By Nick Jones
I was pleasantly surprised by just how good the Prius was when I tested one last year.
So I was keen to climb behind the wheel when Toyota said it had created a petrol-electric hybrid version of the Auris.
The Japanese car maker – which employs thousands of Derbyshire folk at its plant in Burnaston, just south of Derby – firmly believes the technology to develop for the future is a combination of the internal combustion engine and electric motors.
In the Prius, which was launched in Japan in 1997 and went global in 2001, it’s a partnership that is hard to fault.
The car’s looks may not appeal to everyone but the drive is more than adequate compensation if you can get over the hurdle of paying more than £20,000 for a family runabout.
But what of the hybrid Auris? Here is a car – built at Burnaston, by the way – which is well-established in the UK.
The relatively bland shape offends no-one and for non-afficionados there is little to distinguish one model from another.
Toyota haven’t bucked that trend with the hybrid, badged HSD, which, apart from a few subtle badges on the flanks and rear, looks like virtually every other Auris. No flag-flying for its green credentials then.
But for all its simple looks, the Auris HSD is a complex car.
It has Toyota’s 1.8-litre engine with variable valve timing which can deliver 100bhp and yet sip petrol when the driver shows a little restraint with the right boot.
Assisting the engine, or replacing it completely on occasion, is an 81hp electric motor, powered by a high performance battery.
The two power sources are linked through a highly efficient control unit that ensures smooth transition between them.

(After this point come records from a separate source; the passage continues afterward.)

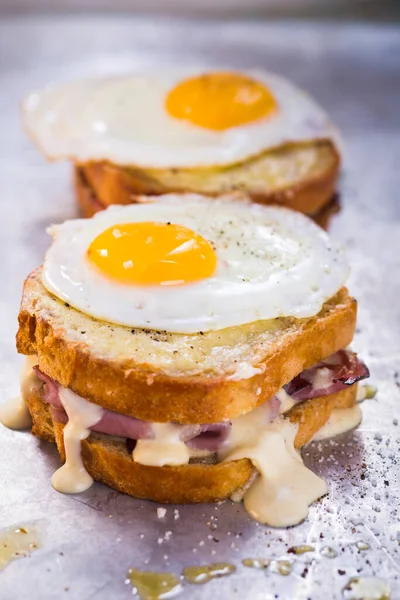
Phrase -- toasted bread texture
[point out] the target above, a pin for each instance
(160, 376)
(89, 204)
(300, 176)
(109, 461)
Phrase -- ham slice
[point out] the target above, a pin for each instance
(331, 375)
(111, 422)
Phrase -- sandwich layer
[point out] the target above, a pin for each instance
(300, 176)
(160, 377)
(89, 204)
(109, 460)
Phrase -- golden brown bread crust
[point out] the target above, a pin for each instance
(89, 205)
(109, 461)
(147, 392)
(111, 184)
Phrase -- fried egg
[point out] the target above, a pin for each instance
(188, 264)
(173, 118)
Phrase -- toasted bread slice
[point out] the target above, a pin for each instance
(299, 176)
(160, 376)
(109, 461)
(89, 204)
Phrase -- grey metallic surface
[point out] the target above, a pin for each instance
(90, 540)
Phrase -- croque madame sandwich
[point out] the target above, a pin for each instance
(185, 350)
(189, 131)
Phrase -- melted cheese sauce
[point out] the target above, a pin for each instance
(72, 477)
(279, 496)
(166, 448)
(14, 413)
(340, 421)
(244, 371)
(285, 488)
(286, 401)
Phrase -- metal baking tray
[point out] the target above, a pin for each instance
(88, 542)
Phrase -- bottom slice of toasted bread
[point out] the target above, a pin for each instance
(109, 461)
(89, 202)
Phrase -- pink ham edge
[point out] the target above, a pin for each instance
(344, 366)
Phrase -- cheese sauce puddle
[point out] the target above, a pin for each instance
(72, 477)
(279, 496)
(14, 413)
(285, 488)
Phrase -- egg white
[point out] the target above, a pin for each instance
(123, 120)
(271, 262)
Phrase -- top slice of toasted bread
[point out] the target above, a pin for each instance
(300, 176)
(160, 376)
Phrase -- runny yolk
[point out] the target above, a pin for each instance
(149, 253)
(221, 100)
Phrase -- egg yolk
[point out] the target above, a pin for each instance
(149, 253)
(219, 101)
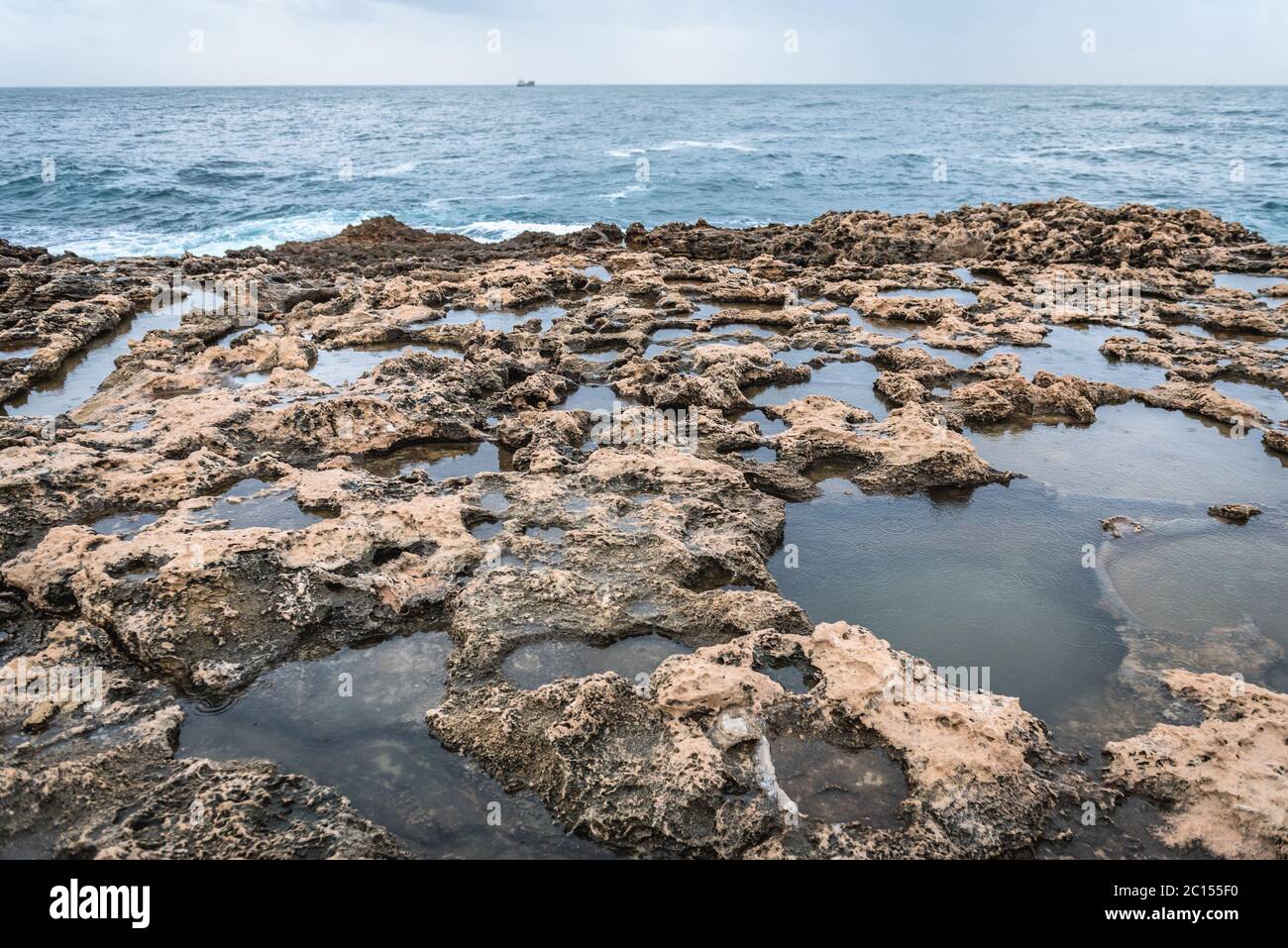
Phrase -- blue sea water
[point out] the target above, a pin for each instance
(111, 171)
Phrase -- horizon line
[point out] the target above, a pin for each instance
(665, 85)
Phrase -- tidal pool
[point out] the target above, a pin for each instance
(541, 662)
(1076, 351)
(849, 381)
(962, 298)
(497, 320)
(593, 398)
(987, 579)
(252, 502)
(80, 376)
(836, 785)
(441, 460)
(346, 366)
(356, 721)
(1140, 454)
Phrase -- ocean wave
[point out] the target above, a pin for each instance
(269, 233)
(625, 192)
(679, 145)
(496, 231)
(397, 170)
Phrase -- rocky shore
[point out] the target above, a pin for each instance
(218, 506)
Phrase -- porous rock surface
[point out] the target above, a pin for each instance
(201, 425)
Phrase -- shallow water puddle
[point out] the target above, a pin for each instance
(798, 357)
(887, 327)
(496, 320)
(1136, 453)
(441, 460)
(1202, 575)
(962, 298)
(992, 579)
(123, 524)
(835, 785)
(81, 373)
(1267, 401)
(768, 427)
(18, 352)
(759, 331)
(759, 455)
(849, 381)
(241, 330)
(593, 398)
(373, 747)
(253, 502)
(346, 366)
(1076, 351)
(600, 356)
(1250, 283)
(542, 662)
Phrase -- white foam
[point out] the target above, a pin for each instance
(267, 233)
(679, 145)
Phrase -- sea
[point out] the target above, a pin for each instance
(165, 170)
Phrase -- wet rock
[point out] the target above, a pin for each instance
(1120, 526)
(1223, 780)
(1235, 513)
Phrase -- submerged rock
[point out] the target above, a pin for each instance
(236, 491)
(1224, 779)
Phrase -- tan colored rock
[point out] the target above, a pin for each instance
(1224, 780)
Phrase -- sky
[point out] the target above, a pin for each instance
(640, 42)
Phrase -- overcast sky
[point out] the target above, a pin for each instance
(436, 42)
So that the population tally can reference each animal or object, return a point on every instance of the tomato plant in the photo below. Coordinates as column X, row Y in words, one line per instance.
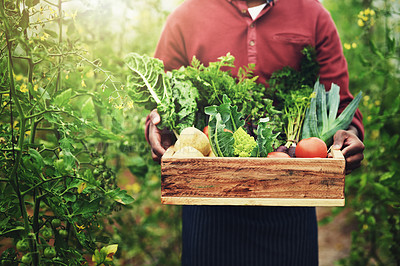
column 51, row 129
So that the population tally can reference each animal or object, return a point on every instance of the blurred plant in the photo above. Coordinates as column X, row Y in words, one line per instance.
column 373, row 191
column 56, row 181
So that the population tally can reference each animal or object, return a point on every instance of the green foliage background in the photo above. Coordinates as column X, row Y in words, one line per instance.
column 147, row 232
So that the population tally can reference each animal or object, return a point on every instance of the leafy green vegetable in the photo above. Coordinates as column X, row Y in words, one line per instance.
column 291, row 90
column 244, row 143
column 215, row 80
column 294, row 114
column 266, row 137
column 321, row 117
column 224, row 119
column 174, row 96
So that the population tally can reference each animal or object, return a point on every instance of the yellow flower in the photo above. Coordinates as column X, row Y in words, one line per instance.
column 18, row 77
column 136, row 188
column 80, row 227
column 90, row 74
column 23, row 88
column 375, row 134
column 119, row 106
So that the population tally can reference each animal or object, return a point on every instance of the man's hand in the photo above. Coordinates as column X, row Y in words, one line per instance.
column 351, row 146
column 159, row 140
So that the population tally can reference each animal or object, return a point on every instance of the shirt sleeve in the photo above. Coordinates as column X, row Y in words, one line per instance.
column 171, row 46
column 333, row 65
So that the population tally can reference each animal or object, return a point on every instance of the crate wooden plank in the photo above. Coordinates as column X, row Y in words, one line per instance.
column 252, row 201
column 253, row 181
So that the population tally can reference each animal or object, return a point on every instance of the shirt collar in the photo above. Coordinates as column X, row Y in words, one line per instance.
column 268, row 1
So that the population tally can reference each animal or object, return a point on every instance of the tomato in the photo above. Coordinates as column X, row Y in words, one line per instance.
column 278, row 154
column 27, row 258
column 63, row 233
column 311, row 148
column 47, row 234
column 56, row 222
column 50, row 252
column 227, row 130
column 22, row 245
column 205, row 130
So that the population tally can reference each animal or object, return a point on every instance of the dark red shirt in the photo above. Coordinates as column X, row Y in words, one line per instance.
column 209, row 29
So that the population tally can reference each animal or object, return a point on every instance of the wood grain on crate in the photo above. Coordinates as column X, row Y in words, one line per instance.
column 253, row 181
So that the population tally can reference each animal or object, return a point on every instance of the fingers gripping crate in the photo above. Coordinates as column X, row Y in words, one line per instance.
column 253, row 181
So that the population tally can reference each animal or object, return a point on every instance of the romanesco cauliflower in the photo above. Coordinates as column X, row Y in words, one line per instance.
column 244, row 143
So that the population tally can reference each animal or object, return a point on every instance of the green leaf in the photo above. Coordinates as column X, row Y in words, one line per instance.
column 120, row 196
column 224, row 120
column 24, row 22
column 51, row 33
column 39, row 162
column 375, row 50
column 333, row 103
column 88, row 109
column 146, row 81
column 63, row 98
column 86, row 208
column 265, row 137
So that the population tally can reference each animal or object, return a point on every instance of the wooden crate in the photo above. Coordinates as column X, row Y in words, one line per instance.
column 253, row 181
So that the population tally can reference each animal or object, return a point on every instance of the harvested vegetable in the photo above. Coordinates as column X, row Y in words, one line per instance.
column 311, row 148
column 187, row 152
column 244, row 144
column 194, row 138
column 225, row 119
column 175, row 99
column 291, row 89
column 278, row 154
column 321, row 117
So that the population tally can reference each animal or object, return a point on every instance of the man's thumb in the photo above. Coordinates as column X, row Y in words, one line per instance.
column 155, row 117
column 338, row 140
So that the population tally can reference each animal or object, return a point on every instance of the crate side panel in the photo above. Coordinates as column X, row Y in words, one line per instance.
column 254, row 179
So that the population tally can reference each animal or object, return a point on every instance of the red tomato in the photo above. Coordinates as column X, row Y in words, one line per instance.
column 278, row 154
column 311, row 148
column 205, row 130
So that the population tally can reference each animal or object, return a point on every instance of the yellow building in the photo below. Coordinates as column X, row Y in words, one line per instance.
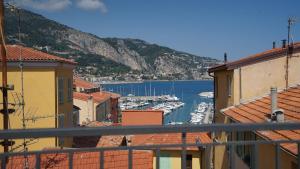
column 239, row 82
column 48, row 99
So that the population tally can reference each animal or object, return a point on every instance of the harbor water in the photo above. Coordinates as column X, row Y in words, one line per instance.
column 186, row 91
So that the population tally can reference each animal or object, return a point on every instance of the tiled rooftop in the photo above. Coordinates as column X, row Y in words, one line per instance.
column 170, row 138
column 78, row 82
column 88, row 160
column 32, row 55
column 258, row 111
column 263, row 56
column 98, row 97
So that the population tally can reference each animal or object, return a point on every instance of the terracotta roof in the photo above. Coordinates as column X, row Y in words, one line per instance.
column 263, row 56
column 78, row 82
column 170, row 138
column 142, row 117
column 258, row 111
column 32, row 55
column 91, row 160
column 98, row 97
column 111, row 141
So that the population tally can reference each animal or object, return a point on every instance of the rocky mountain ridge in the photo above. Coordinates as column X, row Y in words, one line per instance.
column 97, row 56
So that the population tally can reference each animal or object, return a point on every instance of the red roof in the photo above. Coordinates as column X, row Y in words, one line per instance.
column 170, row 138
column 88, row 160
column 142, row 117
column 98, row 97
column 263, row 56
column 32, row 55
column 78, row 82
column 258, row 111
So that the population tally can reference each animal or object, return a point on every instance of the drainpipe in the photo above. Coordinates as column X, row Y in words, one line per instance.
column 214, row 99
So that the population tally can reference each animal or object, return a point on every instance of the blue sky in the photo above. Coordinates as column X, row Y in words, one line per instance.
column 205, row 28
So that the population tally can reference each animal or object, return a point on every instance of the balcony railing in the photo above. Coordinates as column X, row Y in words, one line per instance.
column 133, row 130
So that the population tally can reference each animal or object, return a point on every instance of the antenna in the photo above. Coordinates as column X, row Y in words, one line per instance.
column 291, row 21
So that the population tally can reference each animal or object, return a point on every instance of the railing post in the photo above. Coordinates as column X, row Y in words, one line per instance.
column 157, row 158
column 277, row 156
column 298, row 156
column 101, row 159
column 208, row 154
column 38, row 161
column 71, row 160
column 3, row 161
column 183, row 153
column 255, row 159
column 129, row 158
column 231, row 156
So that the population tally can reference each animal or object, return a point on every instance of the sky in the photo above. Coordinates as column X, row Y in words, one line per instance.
column 202, row 27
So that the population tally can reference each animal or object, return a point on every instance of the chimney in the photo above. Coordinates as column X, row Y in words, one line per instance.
column 225, row 57
column 273, row 99
column 277, row 115
column 283, row 43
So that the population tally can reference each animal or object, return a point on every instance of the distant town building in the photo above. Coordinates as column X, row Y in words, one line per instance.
column 47, row 94
column 142, row 117
column 95, row 105
column 242, row 90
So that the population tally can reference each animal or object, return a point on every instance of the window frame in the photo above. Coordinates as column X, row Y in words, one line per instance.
column 70, row 90
column 60, row 89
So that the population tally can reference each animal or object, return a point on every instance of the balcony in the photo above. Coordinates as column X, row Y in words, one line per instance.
column 96, row 157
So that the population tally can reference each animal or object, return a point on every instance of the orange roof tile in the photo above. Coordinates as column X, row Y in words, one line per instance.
column 32, row 55
column 98, row 97
column 91, row 160
column 111, row 141
column 170, row 138
column 258, row 111
column 78, row 82
column 263, row 56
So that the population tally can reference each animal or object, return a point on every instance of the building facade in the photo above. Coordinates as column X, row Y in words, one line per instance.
column 48, row 101
column 95, row 105
column 242, row 81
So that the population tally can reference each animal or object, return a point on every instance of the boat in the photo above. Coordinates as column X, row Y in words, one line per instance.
column 208, row 95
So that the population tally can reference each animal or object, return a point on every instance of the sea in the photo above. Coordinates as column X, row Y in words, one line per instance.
column 186, row 91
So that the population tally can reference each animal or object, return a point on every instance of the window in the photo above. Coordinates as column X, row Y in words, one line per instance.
column 216, row 86
column 189, row 161
column 245, row 152
column 70, row 92
column 61, row 121
column 60, row 90
column 229, row 81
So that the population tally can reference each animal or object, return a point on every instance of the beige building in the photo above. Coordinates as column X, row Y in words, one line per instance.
column 248, row 79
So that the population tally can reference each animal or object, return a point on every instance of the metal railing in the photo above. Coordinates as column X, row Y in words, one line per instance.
column 133, row 130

On the road, the car can run exclusively in electric mode for short periods but under normal driving the motor assists the engine under acceleration.
When the Auris brakes or coasts, the motor switches to generator mode and recharges the battery.
Merging the two poer sources doesn’t mean they each deliver at their maximum but the combined effort is enough to rally 134 horses, which is enough to give a top speed of 115mph with the 0-60mph dash completed in 11.4 seconds, It feels quicker.
More impressive are the fuel consumption and CO2 emission figures – 70.6mpg and 89g/km respectively.
On the inside, the Auris has received a few styling tweaks such as graphical representations showing the driver just how the hybrid is performing and a starter button that glows blue. The driver can choose between EV, ECO and Power driving modes depending on xdesired performance. After that it’s stock Auris, which means comfort and practicality.
Toyota has invested heavily in the Auris HSD (Hybrid Synergy Drive) and with it comes a brilliant piece of engineering that not only looks good but will give the driver a good feeling, perhaps even a swagger, without shouting why.
It’s certainly as good as any diesel of any substance with regards economy and better than anything on emissions, but at £19,200 it’s a full £4,000 more expensive than any other Auris and only a little under the lager Prius.
But with the fuel and tax savings to be had over a three-year period and with residuals likely to be generous, if the Prius is a good guide, it may be worth the extra investment.